Silk Road Medical (NSDQ:SILK) posted fourth-quarter results that beat the revenue consensus on Wall Street and missed on earnings estimates.
The Sunnyvale, California-based stroke treatment tech company reported losses of -$14.7 million, or -42¢ per share, on sales of $28.3 million for the three months ended Dec. 31, 2021, for a bottom-line gain of 12.3% on sales growth of 33.75% compared with Q4 2020.
Earnings per share were 42¢, 7¢ behind The Street, where analysts were looking for sales of $25.91 million.
Silk Road Medical’s tech involves its transcarotid artery revascularization (TCAR) procedure. TCAR combines direct carotid artery access with robust blood flow reversal during the placement of the company’s Enroute transcarotid stent to remove micro and macro emboli.

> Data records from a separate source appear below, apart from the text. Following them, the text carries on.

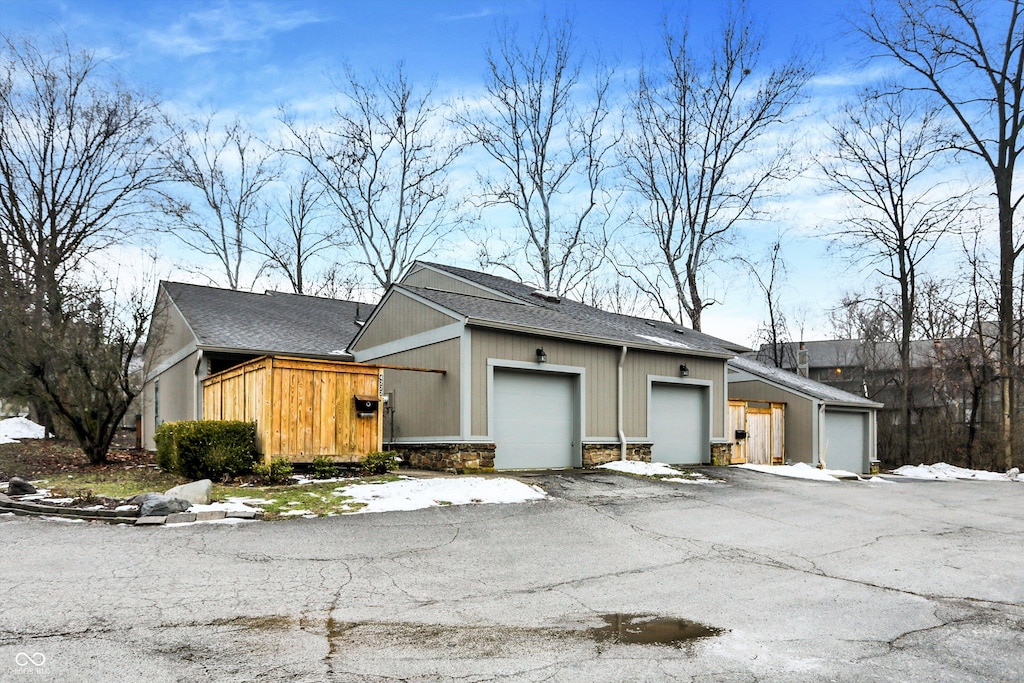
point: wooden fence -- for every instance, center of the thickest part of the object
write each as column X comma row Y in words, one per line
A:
column 302, row 409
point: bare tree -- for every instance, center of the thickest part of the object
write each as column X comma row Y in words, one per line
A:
column 296, row 236
column 699, row 157
column 82, row 364
column 222, row 177
column 886, row 151
column 77, row 161
column 551, row 152
column 774, row 332
column 384, row 162
column 973, row 62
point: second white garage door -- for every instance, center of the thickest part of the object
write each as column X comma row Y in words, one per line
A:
column 846, row 440
column 534, row 420
column 678, row 424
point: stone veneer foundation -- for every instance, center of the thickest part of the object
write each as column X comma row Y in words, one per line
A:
column 721, row 455
column 599, row 454
column 448, row 457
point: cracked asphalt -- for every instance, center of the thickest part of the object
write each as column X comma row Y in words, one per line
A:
column 809, row 581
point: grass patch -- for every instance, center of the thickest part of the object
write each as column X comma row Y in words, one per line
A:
column 313, row 499
column 113, row 483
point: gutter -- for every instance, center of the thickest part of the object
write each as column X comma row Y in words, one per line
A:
column 620, row 407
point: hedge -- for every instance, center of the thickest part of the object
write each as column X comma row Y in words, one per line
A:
column 207, row 449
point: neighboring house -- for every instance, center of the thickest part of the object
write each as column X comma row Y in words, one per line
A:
column 537, row 381
column 820, row 424
column 197, row 331
column 952, row 389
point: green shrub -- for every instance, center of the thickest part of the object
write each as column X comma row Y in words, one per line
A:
column 207, row 449
column 323, row 468
column 380, row 462
column 276, row 471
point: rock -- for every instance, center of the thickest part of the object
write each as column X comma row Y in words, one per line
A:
column 156, row 505
column 18, row 486
column 151, row 521
column 197, row 492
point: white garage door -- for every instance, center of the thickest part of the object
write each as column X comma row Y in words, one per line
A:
column 846, row 441
column 534, row 420
column 678, row 424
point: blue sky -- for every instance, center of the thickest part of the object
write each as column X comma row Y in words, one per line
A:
column 252, row 57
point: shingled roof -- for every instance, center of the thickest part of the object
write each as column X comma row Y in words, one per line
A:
column 800, row 384
column 273, row 323
column 527, row 311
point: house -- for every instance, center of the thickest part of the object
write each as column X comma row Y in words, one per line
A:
column 952, row 388
column 532, row 380
column 198, row 331
column 791, row 418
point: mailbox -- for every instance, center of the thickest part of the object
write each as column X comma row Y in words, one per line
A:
column 367, row 407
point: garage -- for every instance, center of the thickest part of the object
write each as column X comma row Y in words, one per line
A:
column 845, row 440
column 534, row 420
column 678, row 424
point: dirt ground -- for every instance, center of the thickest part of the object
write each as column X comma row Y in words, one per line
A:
column 31, row 458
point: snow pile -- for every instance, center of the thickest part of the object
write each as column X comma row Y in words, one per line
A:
column 799, row 471
column 667, row 472
column 12, row 429
column 417, row 494
column 944, row 471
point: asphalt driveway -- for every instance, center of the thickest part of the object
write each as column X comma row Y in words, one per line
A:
column 805, row 582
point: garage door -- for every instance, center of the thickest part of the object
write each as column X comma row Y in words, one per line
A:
column 534, row 420
column 678, row 424
column 846, row 441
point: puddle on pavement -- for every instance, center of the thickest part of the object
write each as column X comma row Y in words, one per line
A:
column 647, row 630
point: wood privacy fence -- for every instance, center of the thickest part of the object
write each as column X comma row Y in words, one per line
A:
column 302, row 409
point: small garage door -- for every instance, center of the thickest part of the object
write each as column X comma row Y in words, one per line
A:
column 534, row 420
column 846, row 441
column 678, row 424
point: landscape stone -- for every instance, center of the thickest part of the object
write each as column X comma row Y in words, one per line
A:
column 195, row 492
column 18, row 486
column 157, row 504
column 151, row 520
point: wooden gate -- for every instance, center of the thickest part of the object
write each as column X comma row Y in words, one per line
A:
column 302, row 409
column 759, row 432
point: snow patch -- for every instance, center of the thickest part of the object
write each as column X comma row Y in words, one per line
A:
column 418, row 494
column 660, row 470
column 798, row 471
column 12, row 429
column 946, row 472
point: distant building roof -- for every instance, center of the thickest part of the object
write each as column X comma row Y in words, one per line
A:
column 809, row 387
column 270, row 323
column 526, row 309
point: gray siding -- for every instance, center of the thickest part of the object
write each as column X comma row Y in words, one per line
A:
column 640, row 364
column 426, row 404
column 800, row 416
column 600, row 364
column 439, row 281
column 168, row 334
column 177, row 397
column 401, row 317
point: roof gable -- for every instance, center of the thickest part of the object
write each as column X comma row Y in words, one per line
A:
column 522, row 309
column 270, row 323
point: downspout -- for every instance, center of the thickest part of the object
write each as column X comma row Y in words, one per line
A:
column 620, row 408
column 198, row 388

“Our team and physicians had a tremendous impact in 2021, performing nearly 14,000 cases and driving record annual revenue of $101.5 million,” president and CEO Erica Rogers said in a news release yesterday evening. “We drove measurable progress on regulatory and clinical fronts in anticipation of standard surgical risk approval in the U.S., entry into Japan and China, and development of our long-term pipeline, and we are well-positioned to continue establishing TCAR as the new standard of care in carotid artery disease through 2022 and beyond.”
Silk Road Medical projects revenue for fiscal year 2022 to be in the range of $126 million to $132 million.
Shares in SILK were up more than 10% to $34.91 apiece in morning trading. MassDevice‘s MedTech 100 Index, which includes stocks of the world’s largest medical device companies, was up 1%.